Wow. That statement could apply to social conditioning as well as, heck, the entire careers of Soilwork (and definitely In Flames)! A lot of the Swedish bands built their cities on rock n roll only to be turned on by some fans later for expanding their horizons (aka adding more melody or technical/progressive passages).
“Death In General”, the third track on Soilwork’s 10th (!!) studio album The Ride Majestic, is just the latest proof that Soilwork are capable of so much more than just a Steelbath Suicide solution.
Read more BELOW.
While their early stuff is very hard hitting and awesome, the band’s live tenure and their distinctive openness to pulling from many metal influences to create one of the more unique styles in metal since early Fear Factory has resulted in several near-unclassifiable classics. I’ll never forget how inspirng it was at Ozzfest one year to hear “Nerve” blast from the mainstage speakers between Mudvayne and I think friggin’ Maiden (if that was the correct year). And seeing Soilwork (who dominated the stage) along with Darkane, Strapping Young Lad and Fear Factory live as a package tour was so cool years ago and evidence that Fear Factory were always cooler about often sticking with more extreme bands as openers and exposing their American fans to some amazing bands from around the world. It felt like metal was really pulling from all corners to survive and cross pollinate. Growth like that is good, even if we don’t have to be the smurf village and give up misanthropic tendencies completely we can still show the world that metal is a force to be reckoned with and a better community than many would peg us metal folk to be.

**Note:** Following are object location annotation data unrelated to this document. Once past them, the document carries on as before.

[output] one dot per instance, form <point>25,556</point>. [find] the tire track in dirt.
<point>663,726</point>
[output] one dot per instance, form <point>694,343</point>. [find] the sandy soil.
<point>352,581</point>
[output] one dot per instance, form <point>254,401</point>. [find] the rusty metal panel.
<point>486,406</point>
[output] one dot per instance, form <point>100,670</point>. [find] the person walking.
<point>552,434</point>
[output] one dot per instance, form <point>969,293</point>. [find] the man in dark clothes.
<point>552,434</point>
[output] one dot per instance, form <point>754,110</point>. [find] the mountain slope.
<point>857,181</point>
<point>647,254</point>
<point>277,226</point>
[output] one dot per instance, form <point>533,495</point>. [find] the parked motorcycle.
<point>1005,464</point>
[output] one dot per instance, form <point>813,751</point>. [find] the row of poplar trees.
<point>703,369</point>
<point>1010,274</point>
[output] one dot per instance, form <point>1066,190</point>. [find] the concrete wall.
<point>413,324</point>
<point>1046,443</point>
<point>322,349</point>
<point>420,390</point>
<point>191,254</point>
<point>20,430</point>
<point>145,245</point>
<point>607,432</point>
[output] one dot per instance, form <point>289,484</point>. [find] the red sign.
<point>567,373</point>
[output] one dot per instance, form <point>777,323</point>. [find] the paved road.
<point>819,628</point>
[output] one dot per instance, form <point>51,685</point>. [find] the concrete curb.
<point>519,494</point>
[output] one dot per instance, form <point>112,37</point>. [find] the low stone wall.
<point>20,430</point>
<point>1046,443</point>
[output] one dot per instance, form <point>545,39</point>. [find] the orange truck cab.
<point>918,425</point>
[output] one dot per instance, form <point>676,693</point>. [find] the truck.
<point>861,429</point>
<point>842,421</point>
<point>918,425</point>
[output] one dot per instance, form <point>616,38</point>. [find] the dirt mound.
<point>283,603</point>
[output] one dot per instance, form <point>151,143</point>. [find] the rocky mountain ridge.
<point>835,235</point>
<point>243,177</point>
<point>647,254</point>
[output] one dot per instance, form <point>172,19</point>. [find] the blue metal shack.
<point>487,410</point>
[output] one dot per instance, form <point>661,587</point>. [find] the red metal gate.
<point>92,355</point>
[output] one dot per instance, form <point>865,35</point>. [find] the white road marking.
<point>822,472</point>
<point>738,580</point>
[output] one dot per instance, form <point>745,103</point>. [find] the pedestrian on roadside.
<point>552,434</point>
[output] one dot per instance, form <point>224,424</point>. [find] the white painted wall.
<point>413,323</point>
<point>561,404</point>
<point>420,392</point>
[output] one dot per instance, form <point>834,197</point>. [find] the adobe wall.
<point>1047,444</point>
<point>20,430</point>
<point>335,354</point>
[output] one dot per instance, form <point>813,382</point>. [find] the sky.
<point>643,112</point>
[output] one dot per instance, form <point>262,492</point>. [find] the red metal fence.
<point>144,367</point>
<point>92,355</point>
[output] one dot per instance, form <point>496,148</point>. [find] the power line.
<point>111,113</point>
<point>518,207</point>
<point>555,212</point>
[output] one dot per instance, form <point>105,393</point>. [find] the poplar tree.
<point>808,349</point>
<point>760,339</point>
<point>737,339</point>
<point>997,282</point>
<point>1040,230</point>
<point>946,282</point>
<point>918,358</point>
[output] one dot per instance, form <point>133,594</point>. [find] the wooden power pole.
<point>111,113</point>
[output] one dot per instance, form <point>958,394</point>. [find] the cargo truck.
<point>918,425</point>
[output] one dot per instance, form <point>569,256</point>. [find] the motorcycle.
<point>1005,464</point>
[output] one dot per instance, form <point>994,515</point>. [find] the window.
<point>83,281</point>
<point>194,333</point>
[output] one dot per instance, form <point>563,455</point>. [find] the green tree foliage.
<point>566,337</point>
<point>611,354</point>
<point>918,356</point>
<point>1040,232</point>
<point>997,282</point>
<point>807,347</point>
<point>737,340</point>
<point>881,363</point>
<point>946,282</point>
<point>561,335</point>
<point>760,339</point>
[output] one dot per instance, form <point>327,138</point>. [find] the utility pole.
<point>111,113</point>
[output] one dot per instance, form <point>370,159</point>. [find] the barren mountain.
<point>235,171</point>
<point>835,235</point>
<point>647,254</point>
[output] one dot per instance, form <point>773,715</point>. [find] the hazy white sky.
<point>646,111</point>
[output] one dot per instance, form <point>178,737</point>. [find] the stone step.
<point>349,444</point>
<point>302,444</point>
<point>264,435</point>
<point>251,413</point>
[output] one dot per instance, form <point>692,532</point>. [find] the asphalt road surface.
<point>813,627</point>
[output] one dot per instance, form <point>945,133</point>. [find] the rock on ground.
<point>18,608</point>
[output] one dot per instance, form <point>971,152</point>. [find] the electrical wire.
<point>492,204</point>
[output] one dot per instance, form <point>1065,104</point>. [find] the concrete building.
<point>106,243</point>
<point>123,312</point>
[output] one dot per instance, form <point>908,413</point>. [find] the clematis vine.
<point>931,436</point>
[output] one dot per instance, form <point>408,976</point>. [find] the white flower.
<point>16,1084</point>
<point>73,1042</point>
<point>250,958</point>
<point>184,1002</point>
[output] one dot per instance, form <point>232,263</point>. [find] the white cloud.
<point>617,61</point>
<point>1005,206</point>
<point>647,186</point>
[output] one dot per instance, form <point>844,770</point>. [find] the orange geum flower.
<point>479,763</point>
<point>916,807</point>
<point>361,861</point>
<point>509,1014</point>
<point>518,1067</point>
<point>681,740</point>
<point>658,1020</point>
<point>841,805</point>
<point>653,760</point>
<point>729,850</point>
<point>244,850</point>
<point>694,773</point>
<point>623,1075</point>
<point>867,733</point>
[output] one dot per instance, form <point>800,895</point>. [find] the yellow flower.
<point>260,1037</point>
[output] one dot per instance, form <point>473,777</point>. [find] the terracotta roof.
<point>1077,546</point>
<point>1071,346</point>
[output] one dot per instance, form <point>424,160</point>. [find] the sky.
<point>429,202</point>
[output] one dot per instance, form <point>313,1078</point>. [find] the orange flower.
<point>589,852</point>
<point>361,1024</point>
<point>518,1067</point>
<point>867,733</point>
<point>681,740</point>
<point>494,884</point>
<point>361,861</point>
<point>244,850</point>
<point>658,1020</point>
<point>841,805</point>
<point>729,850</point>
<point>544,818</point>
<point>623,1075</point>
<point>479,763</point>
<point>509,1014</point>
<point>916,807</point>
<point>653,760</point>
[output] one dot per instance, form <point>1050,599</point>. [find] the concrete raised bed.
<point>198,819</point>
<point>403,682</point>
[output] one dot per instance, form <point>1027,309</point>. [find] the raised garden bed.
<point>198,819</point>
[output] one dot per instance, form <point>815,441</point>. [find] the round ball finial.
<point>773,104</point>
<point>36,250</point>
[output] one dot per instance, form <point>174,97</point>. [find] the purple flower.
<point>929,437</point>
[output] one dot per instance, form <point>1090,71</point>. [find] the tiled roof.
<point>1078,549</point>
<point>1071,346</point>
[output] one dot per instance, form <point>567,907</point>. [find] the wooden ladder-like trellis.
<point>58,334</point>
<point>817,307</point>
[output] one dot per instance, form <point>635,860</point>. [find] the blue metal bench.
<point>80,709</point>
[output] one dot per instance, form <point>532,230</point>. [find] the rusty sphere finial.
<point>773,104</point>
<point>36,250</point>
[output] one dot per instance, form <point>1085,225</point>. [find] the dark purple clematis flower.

The Ride Majestic is more evidence the Soilwork well doesn’t run dry. Always some of the most acrobatic but punchy and not cheesedick technical playing merged with pure conviction in Speed’s vocals. His screams and blend of highs and a totally unselfconscious dedication to more dramatic passages make “Petrichor By Sulphur” (for just one example) a song that this band could throw down on any stage with any other metal band and have a more than fair chance of holding their own. heck, they are always a hard act to follow! One of my favorite memories I mention at times is doing a job of tree removal with Fred Waring, the former drummer of Crisis. Fred had subwoofers fucking installed in his Bucket Dozer and blasted Soilwork and SYL. It was awesome.
Grab this for a really full experiece with many twists and turns, slippery leads, mandatory defiant/drum-centric tracks, melodic passages that will stick with you but deserve to- and screams to hold up against the best of Pantera. I wish Soilwork would cover “Cemetary Gates” sometime, as a matter of fact, just to prove once and for all that Pantera should’ve never worried about it being to mellow. Heck, Tyr covered it and that was rad enough and pretty recent. Tangent.
“Alight In The Aftermath” is one of the heaviest Soilwork offerings in years, near black metal intensity and chord choices, yet before long deliciously bold choices take the song many different places. Yet Soilwork go there, really put the travelling in. It’s not just jumping al over the place to showboat, but passage after passage of real songwriting. By fitting closer “Father And Son Watching The World Go Down”, you’ve taken a thrill ride with the band that is at times exhausting yet fuels you for the next mountain to conquer.